Well, now we have our first chance to see a trailer-less Tesla lorry accelerating hard. In a 25mph zone. Naughty.
It just looks odd, doesn’t it? The prototype is seen laying down some rubber, before disappearing into the distance at a rate that doesn’t seem feasible for such a large vehicle.
Bobtail-configurated acceleration is fun to watch and all, but much more important is the vehicle’s range. That’ll start at 500 miles, and Tesla says it’ll be possible to recharge from empty to 400 miles in just 30 minutes. The caveat is these charging speeds require a ‘Megacharger’, a new kind of DC charging station which the Californian firm would need to install at destination points and/or along busy routes.
Tesla intends to put the Semi into production during 2019, but given the persistent issues the company has been experiencing with the manufacture of the Model 3, it may well end up being a little later.
Comments
Atleast Electric makes more sense here
WOAH. so still no good electric trucks until 2k20?????
The future doesnt look so bad after all
I don’t know why I expected the video to be exciting
a rolling burnout is a feat for any vehicle, let alone a semi truck with 4 massive wheels to break loose.
Bloody hell!
If they can get the range Tesla is claiming, then that’s excellent. An electric lorry would make so much sense - you really need the torque there and with the high distances they are traveling, they make up for the pollution the battery production causes in no time.
Not to mention the reduced noise pollution coming from the vehicle itself.
Yeah that’s true. I used to join my grandfather for some tours transporting milk and you always can hear that buzzing noise frome that 15 liter v6 wich can be pretty annoying when you sit there for 10 hours (which he doesn’t need to do because it’s not that far but still…)
I agree with you on this, though I just wanted to add a thing; Noise of rolling tires driving on pavement is found to be the biggest contributor of highway noise which increases with higher vehicle speeds. This means that, yes, there is a reduction in noise as electric cars don’t have a combustion engine, but there is probably still a lot of murmur from the tires rolling.
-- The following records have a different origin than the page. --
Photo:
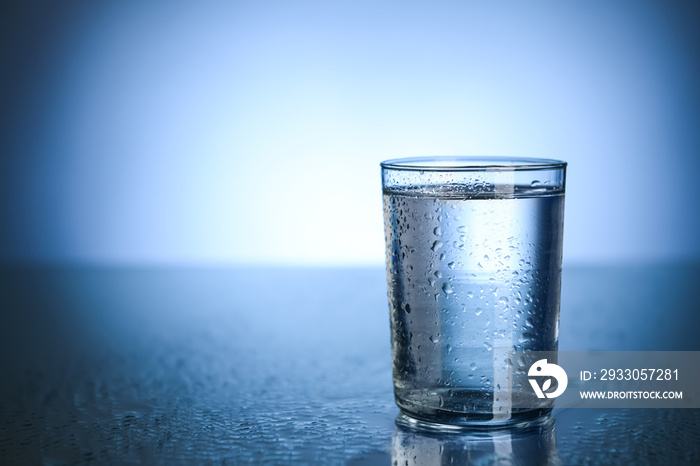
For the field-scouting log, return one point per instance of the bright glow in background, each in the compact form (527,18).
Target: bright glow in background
(196,132)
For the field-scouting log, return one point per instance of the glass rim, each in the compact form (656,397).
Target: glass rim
(469,163)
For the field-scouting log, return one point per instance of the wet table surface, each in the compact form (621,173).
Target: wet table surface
(283,366)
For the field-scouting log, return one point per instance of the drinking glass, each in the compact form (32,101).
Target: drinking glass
(473,255)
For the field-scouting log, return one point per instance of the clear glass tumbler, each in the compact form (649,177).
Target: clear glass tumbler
(473,253)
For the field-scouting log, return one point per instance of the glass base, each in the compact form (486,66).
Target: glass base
(470,423)
(450,410)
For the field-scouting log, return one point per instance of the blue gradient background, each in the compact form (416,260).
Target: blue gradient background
(200,132)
Based on the reliability of Tesla, I think it’s unlikely that the truck will reach particularly a high mileage before the batteries need replaced.
I highly recommend you to see a video in youtube from real engineering. It has tesla truck in the title…I can’t remember it exactly. He does some math with a 1% steep road and the range decreases miserably…
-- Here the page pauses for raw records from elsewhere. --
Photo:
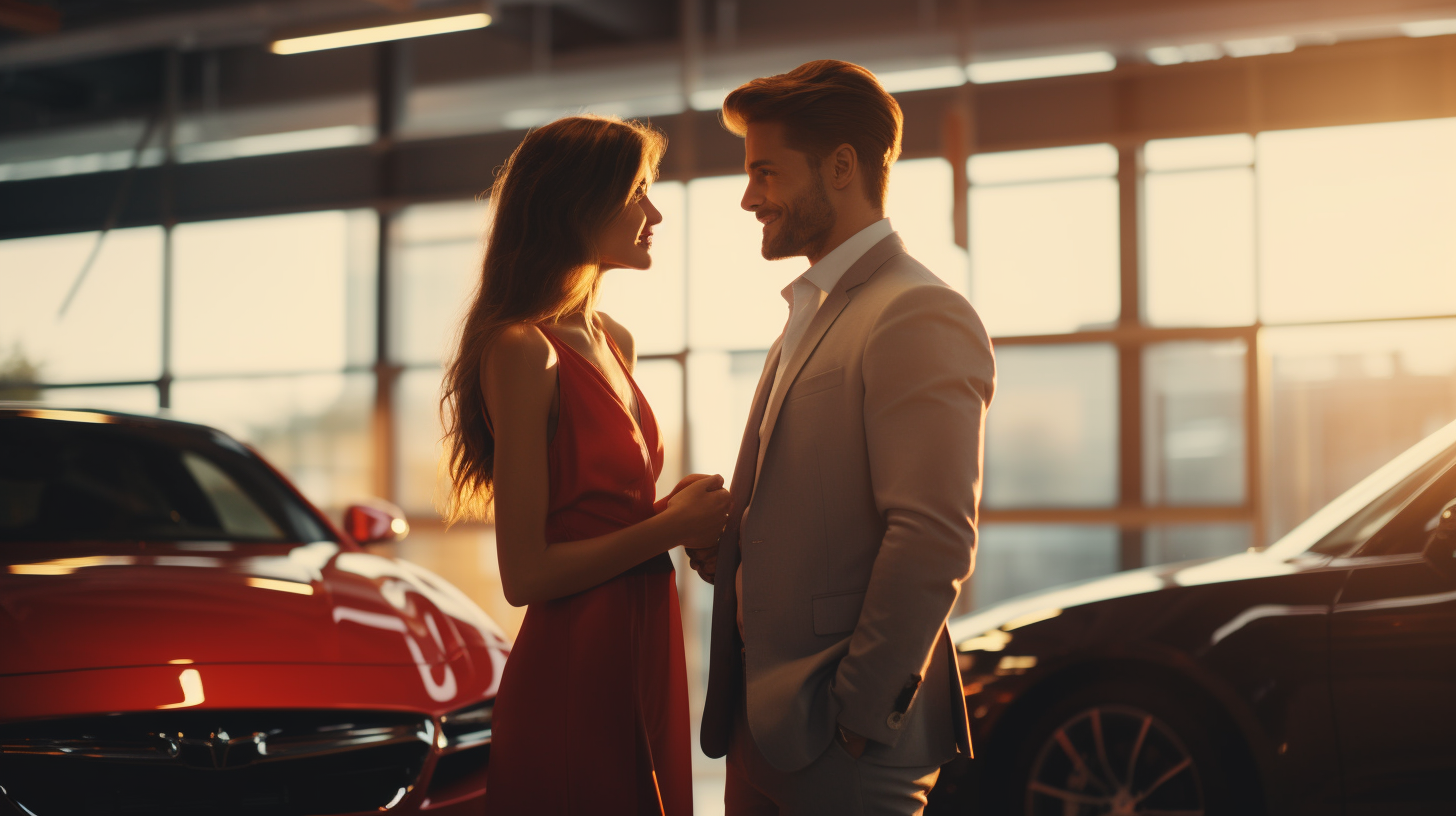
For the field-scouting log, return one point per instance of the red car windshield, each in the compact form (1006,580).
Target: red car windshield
(91,481)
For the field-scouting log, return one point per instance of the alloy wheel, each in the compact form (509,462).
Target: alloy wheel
(1114,761)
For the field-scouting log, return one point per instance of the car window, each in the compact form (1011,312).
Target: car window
(1413,526)
(66,480)
(1373,518)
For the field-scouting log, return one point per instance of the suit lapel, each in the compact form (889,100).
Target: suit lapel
(746,468)
(856,274)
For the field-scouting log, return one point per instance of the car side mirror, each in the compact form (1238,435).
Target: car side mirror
(1442,548)
(374,520)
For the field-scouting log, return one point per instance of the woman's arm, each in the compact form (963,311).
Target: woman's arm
(520,381)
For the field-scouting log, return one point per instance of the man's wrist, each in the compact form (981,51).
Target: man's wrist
(853,743)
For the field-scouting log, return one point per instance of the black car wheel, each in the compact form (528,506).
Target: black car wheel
(1113,759)
(1124,749)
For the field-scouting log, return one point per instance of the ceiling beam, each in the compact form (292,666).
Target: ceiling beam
(28,18)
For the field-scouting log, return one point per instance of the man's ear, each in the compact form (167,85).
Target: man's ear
(843,166)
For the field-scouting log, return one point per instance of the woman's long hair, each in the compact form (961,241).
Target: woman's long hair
(561,187)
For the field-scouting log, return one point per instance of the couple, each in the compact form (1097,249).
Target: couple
(851,522)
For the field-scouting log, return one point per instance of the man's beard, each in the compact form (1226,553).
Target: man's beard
(804,225)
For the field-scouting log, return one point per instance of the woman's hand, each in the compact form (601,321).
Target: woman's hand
(661,503)
(699,510)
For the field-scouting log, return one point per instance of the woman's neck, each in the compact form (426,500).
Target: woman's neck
(583,321)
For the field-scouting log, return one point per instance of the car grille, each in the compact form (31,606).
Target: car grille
(214,762)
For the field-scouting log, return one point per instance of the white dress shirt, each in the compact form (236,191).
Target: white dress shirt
(807,292)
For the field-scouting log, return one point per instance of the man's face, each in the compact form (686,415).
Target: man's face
(786,194)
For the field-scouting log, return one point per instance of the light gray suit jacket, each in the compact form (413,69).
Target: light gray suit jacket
(855,523)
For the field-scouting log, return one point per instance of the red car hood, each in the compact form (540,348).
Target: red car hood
(66,606)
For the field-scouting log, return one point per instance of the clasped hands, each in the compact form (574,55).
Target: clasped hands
(705,507)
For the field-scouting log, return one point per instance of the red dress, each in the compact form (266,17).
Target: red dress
(591,714)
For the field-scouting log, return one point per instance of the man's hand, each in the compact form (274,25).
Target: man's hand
(852,743)
(702,560)
(661,503)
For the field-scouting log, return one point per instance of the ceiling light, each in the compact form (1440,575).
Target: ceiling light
(1260,45)
(1429,28)
(1165,56)
(1038,67)
(922,79)
(380,34)
(1201,51)
(709,99)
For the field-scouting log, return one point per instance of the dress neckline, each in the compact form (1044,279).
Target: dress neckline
(604,382)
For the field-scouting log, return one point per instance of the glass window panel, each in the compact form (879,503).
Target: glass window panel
(661,383)
(1017,560)
(920,209)
(1356,222)
(437,252)
(1193,423)
(1081,161)
(112,328)
(1229,150)
(650,302)
(274,295)
(1051,432)
(1347,399)
(719,397)
(421,481)
(734,295)
(125,398)
(1200,248)
(1188,542)
(1044,257)
(315,429)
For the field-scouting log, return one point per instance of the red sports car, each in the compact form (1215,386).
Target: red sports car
(182,633)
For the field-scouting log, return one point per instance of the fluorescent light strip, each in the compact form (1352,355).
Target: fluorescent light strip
(922,79)
(1040,67)
(1429,28)
(380,34)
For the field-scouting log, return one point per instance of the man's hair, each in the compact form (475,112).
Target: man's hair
(821,105)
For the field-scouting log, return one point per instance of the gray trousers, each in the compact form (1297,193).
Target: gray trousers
(835,784)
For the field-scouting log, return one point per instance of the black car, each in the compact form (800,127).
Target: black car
(1314,676)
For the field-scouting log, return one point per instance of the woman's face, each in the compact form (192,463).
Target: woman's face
(626,242)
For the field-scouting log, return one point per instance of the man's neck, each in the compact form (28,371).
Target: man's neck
(845,229)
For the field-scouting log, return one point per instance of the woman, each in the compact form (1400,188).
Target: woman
(546,423)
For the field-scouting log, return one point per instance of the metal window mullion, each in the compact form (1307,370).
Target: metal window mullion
(1130,354)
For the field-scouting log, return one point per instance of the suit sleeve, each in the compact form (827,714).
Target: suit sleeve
(929,375)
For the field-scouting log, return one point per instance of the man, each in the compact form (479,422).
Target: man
(833,684)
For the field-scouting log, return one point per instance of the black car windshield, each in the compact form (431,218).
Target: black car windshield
(1357,513)
(64,480)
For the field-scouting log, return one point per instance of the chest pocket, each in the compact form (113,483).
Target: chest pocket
(817,383)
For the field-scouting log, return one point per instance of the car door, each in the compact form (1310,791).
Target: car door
(1394,662)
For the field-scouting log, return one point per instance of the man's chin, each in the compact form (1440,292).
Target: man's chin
(778,252)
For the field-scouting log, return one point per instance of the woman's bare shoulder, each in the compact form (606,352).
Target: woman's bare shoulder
(520,350)
(620,335)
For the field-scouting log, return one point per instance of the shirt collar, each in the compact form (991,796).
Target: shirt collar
(832,267)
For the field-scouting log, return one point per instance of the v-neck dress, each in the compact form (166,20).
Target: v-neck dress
(591,714)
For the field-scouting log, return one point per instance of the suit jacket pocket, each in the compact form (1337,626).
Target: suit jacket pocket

Energie aint free or without polution. Means even electro truck needs his juice and there you have your polution. We need good Nuclearpowerplants or some Renewable energy for that kind of polution reduction.But they are really good in the cities where they dont pollute our Overpolluted streets. Leave diesel to do big distances and use teslas for delivery in the cities. At least till we mange to increase renewable energie production and improve bateries.
So to get a proper range we need to buy the truck
Well you can always buy a trailer for external batteries
That’s actually quite bad as when it’s hauling something which you normally don’t need to fasten down or not as much, everything will fall over.
Pretty sure no one would do hard acceletations while hauling things
But you are aware that things like securing the load do exist, right?
No sensible lorry driver would accelerate as drastically as to cause that to happen. Don’t invent a problematic hypothesis where there is none
Let’s just hope Tesla get their act together and actually produce this thing in the numbers they can sell.
Electric lorries are great, loads of tourque, no crazy gearboxes, much better acceleration and makes up for alot of pollution. But i think electricity should stick to commercial vehicles
Or perhaps in a way that won’t affect us petrol-loving lads. I mean, if most people go EV, it would be nice for governments to let some leeway for us petrolheads…some sort of exemption or something…but that sounds like a far-fetched dream.
No differentials to maintain, either.